Haltet immer schön die Augen offen. Solange wir noch in Kalides
sind, droht uns wenig Gefahr. Die Patrouillen machen ihre Arbeit
sehr gründlich. Doch wenn wir erstmal die Grenze überschritten
haben, beschützt uns niemand mehr. Fertig? Gehen wir!“
Sie folgten rasch seinen Anweisungen und ritten zügig los. Sie
zogen Richtung Westen und nahmen den direkten Weg durch den
Wald.
Es war sehr still und lange Zeit sagte niemand ein Wort.
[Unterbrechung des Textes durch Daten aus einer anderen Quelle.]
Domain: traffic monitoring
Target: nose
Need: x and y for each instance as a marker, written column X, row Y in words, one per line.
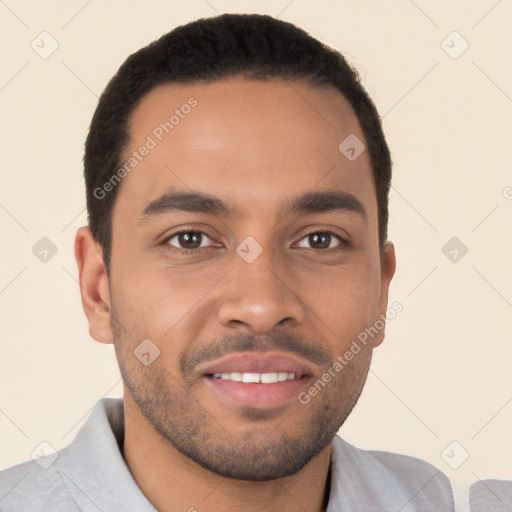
column 260, row 297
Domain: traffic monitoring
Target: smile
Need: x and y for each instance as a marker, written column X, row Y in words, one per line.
column 256, row 378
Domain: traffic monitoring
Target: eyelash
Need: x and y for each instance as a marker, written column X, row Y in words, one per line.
column 343, row 243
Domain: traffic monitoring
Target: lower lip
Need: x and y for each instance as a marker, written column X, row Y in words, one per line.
column 260, row 396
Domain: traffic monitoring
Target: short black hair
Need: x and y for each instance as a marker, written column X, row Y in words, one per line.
column 258, row 47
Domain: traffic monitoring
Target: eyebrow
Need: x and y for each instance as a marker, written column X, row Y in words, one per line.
column 197, row 202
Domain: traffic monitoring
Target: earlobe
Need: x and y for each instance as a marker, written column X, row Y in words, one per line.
column 388, row 267
column 94, row 288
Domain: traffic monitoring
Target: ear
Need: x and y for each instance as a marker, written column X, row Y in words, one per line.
column 388, row 266
column 93, row 285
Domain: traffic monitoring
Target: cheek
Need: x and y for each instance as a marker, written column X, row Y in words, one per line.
column 346, row 301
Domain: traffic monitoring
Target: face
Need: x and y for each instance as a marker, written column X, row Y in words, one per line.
column 245, row 249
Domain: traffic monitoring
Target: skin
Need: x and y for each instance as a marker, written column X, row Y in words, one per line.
column 256, row 145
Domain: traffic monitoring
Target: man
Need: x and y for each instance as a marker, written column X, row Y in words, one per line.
column 236, row 256
column 491, row 495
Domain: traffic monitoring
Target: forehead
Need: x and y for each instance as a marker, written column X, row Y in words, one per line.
column 248, row 142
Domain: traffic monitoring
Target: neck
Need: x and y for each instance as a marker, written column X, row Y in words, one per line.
column 171, row 481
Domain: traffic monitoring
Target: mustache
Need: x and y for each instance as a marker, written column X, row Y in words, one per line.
column 248, row 342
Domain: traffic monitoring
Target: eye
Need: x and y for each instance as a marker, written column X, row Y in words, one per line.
column 322, row 240
column 187, row 240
Als sie ungefähr drei Stunden über einigermaßen befestigte
Straßen geritten waren, ging die erste Sonne langsam auf und der
Wald erwachte zum Leben. Cathrina behielt ihre Umgebung im
Auge.
Auch wenn die Soldaten die meisten Unholde von hier fernhielten.
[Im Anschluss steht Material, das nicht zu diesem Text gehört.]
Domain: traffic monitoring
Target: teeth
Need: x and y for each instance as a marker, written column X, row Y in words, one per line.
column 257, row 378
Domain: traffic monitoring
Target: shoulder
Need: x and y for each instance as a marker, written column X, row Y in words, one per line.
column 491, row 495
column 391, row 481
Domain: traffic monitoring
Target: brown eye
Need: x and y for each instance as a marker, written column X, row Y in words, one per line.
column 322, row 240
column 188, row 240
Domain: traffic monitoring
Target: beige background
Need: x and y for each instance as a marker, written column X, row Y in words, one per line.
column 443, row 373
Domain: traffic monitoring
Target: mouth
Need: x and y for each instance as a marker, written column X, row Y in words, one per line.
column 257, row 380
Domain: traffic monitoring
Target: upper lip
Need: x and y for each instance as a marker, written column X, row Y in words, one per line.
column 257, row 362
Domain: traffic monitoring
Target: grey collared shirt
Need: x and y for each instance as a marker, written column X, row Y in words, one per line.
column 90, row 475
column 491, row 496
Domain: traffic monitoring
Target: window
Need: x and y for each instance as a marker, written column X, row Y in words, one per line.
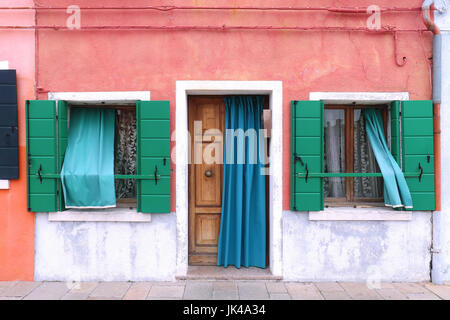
column 347, row 149
column 47, row 123
column 324, row 145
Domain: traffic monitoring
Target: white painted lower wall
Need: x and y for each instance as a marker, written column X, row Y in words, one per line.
column 356, row 250
column 312, row 250
column 107, row 251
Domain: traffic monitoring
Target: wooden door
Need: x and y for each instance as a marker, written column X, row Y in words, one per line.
column 206, row 113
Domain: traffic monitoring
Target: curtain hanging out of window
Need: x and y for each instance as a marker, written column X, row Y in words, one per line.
column 396, row 191
column 87, row 174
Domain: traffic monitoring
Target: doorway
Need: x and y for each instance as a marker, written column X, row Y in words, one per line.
column 206, row 118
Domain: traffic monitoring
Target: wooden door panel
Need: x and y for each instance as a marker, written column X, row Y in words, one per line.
column 208, row 189
column 207, row 230
column 205, row 193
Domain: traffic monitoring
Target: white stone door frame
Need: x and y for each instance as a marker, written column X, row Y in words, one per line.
column 274, row 90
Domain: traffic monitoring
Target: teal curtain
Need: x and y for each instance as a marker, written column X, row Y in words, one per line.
column 87, row 174
column 396, row 191
column 242, row 237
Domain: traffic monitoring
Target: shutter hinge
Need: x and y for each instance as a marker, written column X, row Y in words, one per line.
column 298, row 158
column 436, row 251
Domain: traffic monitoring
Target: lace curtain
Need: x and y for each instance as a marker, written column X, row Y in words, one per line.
column 334, row 139
column 125, row 153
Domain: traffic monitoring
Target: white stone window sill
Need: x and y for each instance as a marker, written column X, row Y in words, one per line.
column 101, row 215
column 360, row 214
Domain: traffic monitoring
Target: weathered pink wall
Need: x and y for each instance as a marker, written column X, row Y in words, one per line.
column 16, row 224
column 304, row 61
column 154, row 60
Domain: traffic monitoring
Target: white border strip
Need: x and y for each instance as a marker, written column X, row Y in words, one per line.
column 111, row 97
column 358, row 97
column 274, row 89
column 360, row 214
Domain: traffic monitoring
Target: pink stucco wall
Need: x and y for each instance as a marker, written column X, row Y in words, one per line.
column 105, row 60
column 16, row 224
column 304, row 61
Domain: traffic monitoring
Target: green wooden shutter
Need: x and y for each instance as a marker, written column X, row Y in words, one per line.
column 418, row 147
column 41, row 155
column 153, row 156
column 306, row 155
column 61, row 147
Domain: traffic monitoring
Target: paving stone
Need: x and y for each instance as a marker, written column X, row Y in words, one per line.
column 303, row 291
column 20, row 289
column 6, row 284
column 336, row 295
column 276, row 287
column 138, row 291
column 49, row 291
column 198, row 290
column 252, row 290
column 360, row 291
column 328, row 286
column 406, row 288
column 442, row 292
column 391, row 294
column 422, row 296
column 280, row 296
column 224, row 285
column 110, row 290
column 80, row 291
column 165, row 291
column 225, row 290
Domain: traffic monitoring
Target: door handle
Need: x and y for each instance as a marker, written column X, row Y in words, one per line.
column 208, row 173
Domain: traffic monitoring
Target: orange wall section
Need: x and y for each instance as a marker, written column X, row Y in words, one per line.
column 16, row 224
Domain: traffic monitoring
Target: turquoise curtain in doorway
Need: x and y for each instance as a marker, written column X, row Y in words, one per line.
column 396, row 191
column 87, row 174
column 242, row 238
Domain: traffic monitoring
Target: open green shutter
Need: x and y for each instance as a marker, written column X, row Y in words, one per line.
column 61, row 148
column 306, row 155
column 153, row 156
column 41, row 155
column 418, row 149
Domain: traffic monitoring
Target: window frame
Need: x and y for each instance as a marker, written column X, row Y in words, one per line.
column 100, row 98
column 350, row 200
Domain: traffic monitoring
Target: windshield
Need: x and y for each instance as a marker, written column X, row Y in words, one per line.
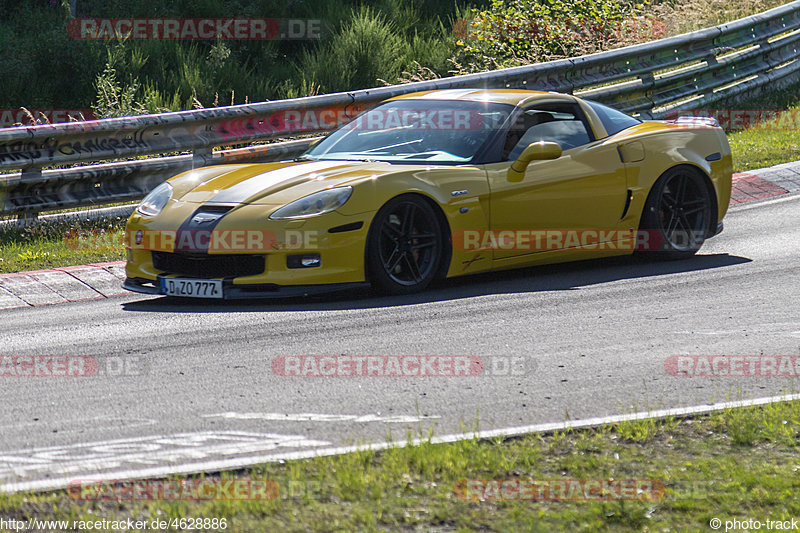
column 437, row 131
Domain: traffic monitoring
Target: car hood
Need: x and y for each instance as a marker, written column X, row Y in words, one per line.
column 270, row 183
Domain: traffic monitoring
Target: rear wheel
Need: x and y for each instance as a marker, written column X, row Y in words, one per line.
column 677, row 215
column 404, row 246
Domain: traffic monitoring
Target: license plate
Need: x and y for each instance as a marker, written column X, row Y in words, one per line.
column 192, row 288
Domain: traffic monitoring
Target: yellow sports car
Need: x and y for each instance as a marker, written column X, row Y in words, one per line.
column 431, row 185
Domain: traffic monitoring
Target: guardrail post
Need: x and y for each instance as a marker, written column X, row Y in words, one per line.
column 200, row 157
column 29, row 216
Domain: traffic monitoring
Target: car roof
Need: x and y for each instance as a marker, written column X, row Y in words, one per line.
column 504, row 96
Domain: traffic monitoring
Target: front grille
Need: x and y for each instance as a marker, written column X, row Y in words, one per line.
column 209, row 266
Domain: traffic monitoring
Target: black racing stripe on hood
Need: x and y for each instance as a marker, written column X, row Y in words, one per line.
column 194, row 235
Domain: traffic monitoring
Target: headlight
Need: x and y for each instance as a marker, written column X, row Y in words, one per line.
column 154, row 202
column 315, row 204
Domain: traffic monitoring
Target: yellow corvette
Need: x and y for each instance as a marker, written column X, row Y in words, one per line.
column 431, row 185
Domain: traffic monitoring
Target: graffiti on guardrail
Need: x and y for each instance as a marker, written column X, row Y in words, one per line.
column 694, row 70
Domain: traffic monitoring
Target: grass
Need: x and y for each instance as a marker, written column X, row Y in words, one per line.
column 739, row 463
column 773, row 141
column 50, row 245
column 44, row 246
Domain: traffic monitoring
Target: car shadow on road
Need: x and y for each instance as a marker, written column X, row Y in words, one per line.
column 565, row 276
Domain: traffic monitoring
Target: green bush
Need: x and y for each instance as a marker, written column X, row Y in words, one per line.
column 513, row 32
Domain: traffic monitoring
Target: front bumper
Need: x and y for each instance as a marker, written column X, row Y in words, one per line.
column 243, row 292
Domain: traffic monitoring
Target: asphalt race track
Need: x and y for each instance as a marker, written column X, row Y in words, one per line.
column 192, row 383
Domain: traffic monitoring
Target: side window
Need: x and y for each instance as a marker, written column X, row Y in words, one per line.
column 560, row 123
column 614, row 121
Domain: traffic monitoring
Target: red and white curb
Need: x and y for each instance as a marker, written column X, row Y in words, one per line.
column 218, row 465
column 103, row 280
column 63, row 284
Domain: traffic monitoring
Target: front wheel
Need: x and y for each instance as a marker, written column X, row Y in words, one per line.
column 404, row 246
column 677, row 215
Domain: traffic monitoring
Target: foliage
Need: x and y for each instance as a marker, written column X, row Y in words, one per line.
column 511, row 32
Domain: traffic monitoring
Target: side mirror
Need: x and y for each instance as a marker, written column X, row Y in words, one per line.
column 534, row 152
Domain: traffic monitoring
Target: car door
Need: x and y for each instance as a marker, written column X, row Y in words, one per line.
column 584, row 189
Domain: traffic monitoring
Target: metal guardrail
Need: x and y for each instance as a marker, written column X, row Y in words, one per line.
column 690, row 70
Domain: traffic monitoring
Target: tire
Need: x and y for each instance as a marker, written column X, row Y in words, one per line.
column 677, row 215
column 404, row 246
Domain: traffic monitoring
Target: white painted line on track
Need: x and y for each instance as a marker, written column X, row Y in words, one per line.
column 240, row 462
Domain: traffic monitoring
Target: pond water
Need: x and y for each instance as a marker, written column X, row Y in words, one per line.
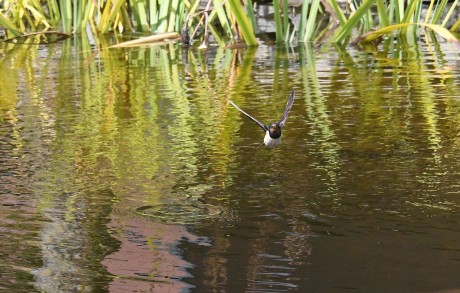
column 127, row 170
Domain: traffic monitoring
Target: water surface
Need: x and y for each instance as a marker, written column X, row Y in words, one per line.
column 126, row 170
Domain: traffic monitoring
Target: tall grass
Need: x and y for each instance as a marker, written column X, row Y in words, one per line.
column 228, row 20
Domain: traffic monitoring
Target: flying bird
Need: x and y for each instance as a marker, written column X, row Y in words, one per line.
column 273, row 131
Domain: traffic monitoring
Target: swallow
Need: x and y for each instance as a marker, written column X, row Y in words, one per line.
column 273, row 131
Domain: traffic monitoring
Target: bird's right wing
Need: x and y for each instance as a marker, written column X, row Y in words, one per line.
column 263, row 126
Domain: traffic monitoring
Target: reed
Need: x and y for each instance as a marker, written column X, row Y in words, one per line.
column 226, row 20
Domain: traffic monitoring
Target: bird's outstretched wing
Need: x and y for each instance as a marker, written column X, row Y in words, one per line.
column 264, row 127
column 288, row 108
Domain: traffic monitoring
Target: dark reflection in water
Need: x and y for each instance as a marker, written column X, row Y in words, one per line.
column 126, row 170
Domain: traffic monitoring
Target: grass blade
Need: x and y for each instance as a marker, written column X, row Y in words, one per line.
column 243, row 22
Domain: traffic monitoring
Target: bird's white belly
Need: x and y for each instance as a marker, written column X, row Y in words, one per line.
column 270, row 142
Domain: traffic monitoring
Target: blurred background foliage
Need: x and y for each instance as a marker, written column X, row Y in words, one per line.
column 233, row 21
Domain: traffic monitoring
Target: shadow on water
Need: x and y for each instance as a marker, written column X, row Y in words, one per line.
column 127, row 170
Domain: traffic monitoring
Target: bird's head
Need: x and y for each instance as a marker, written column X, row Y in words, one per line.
column 274, row 130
In Eutheria lebten noch immer wilde Tiere: Bären und Wölfe. Sie
hielten sich größtenteils von Ascardia fern, aber so weitab der
kleinen Stadt, konnte niemand ahnen, ob ihnen nicht doch der eine
oder andere über den Weg lief. Cathrina betrachtete Mia, fast ein
wenig besorgt. Sie hatte gestern nicht mehr die Möglichkeit
gehabt mit ihr zu sprechen, doch sie spürte, dass sie irgendetwas
beschäftigte. Dann war da noch die Tatsache, dass sie es nicht
gewohnt war, so lang auf dem Rücken eines Pferdes zu
verbringen. Cathrina kannte nichts anderes. Oft waren sie
Stunden durch den Wald geritten, hatten Tiere verfolgt oder
Abschaum aus Kalides verjagt. Nur selten wurden Gefangene
gemacht. Wenn sie sich nicht verjagen ließen, wurden sie getötet.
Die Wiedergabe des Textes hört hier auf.